FarManager icon indicating copy to clipboard operation
FarManager copied to clipboard

alignment problem when filenames have unicode grapheme clusters.

Open tbali0524 opened this issue 10 months ago • 12 comments

Far Manager version

3.0.6364

OS version

10.0.22631.4751

Other software

No response

Steps to reproduce

The main file list panel has some alignment issues, the calculation of the width of the filename seems to be wrong. Screenshot: Image Same issue comes up with modal windows with same filenames, screenshot Image Example filename: Üzletágvezetői prémium szabályzat_Belényi Norman_2025 Q1_v1.docx

The hungarian unicode characters ÜűÁáőéí are usually handled correctly by FAR. I have the issue ONLY when I get a file that was created on a Mac with MS Office for Mac. Maybe the Mac does not use the proper unicode character for these, but uses a base character without accent (e.g. ouiae), and uses additional special unicode codepoints to add an accent (e.g. " ' double dots etc) to the previous char. (Sorry I may not use the correct words, codepoints, graphemes, etc -> I am not familiar with them)

Expected behavior

Proper alignent on the file list panel.

Actual behavior

Alignment errors, see screenshots in "Steps to reproduce" section.

tbali0524 avatar Feb 12 '25 08:02 tbali0524

Indeed, in prémium is actually a grapheme cluster, e (U+0065) + ́ (U+0301). Mac software for some reason produces these combining characters instead of precomposed ones, e.g. é (U+00E9).
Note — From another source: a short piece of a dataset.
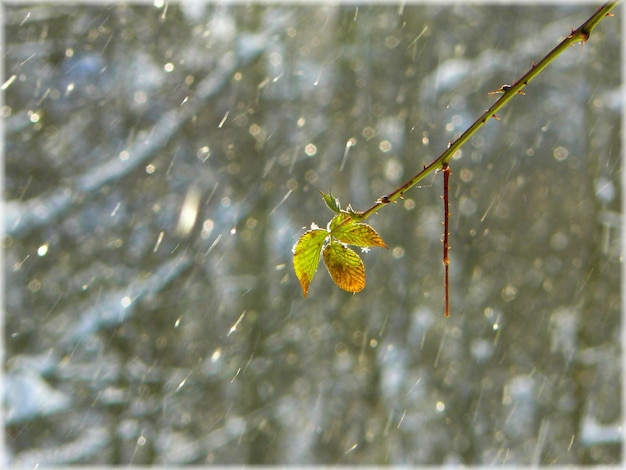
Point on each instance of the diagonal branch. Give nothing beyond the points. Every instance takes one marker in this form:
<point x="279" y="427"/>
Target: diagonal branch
<point x="581" y="34"/>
You see alignment issues because in recent Windows (and/or Windows Terminal) versions Microsoft tries to properly support grapheme clusters, e.g. not only render the whole sequence as a single character, but occupy only a single cell for it, so the rest of the line inevitably shifts left. Conceptually it's the right thing to do of course, but it requires all the third party software (e.g. Far) to also fully support grapheme clusters, i.e. take character composition into account when aligning text. It's doable, but it requires a lot of work, and we're not Microsoft, so it's unlikely to happen soon.

For now we recommend disabling grapheme cluster support in Windows Terminal and/or Windows Console Host:

  • For Windows Terminal it's in Settings - Compatibility - Text measurement mode - Windows Console.
  • For Windows Console Host it's in Registry, DWORD TextMeasurement = 2, in HKCU\Console and its subkeys.
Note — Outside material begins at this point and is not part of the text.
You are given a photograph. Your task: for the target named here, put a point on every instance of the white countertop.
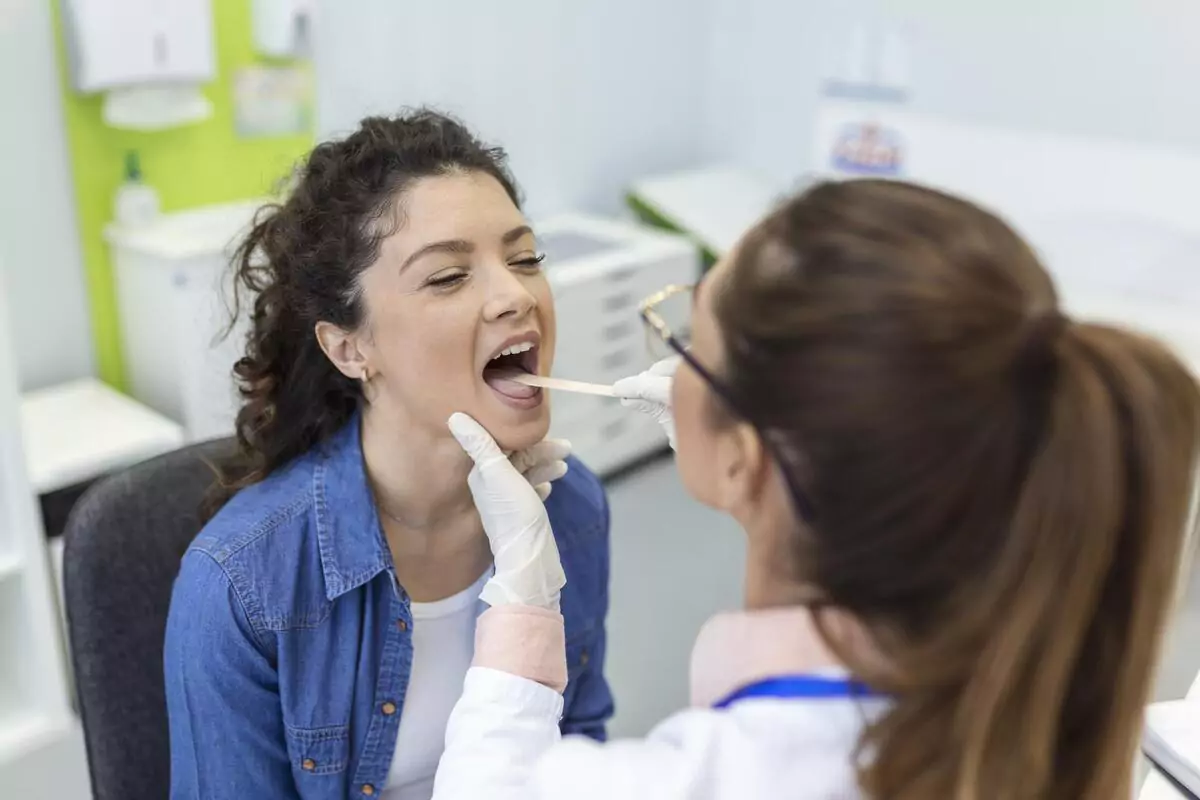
(1156, 786)
(82, 429)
After that grapheme clusters will look uglier, e.g. pré mium, but at least aligned.

alabuzhev avatar Feb 12 '25 17:02 alabuzhev

Thanks for the insights. Shall I close this bug report issue, or re-label as a low-priority feature request?

tbali0524 avatar Feb 13 '25 06:02 tbali0524

I don't mind keeping it open as a reminder.

alabuzhev avatar Feb 13 '25 23:02 alabuzhev

...it requires all the third party software (e.g. Far) to also fully support grapheme clusters...

Well, maybe not, not grapheme clusters. I think at least part of the problem is that what to the user looks like individual visual elements (columns, column separators, content text), internally are often rendered as a single sequence of character with separators (and other decorations if any) inserted into this sequence at the positions calculated based on the lengths of the content text strings. Now, the length of the content text strings is the issue.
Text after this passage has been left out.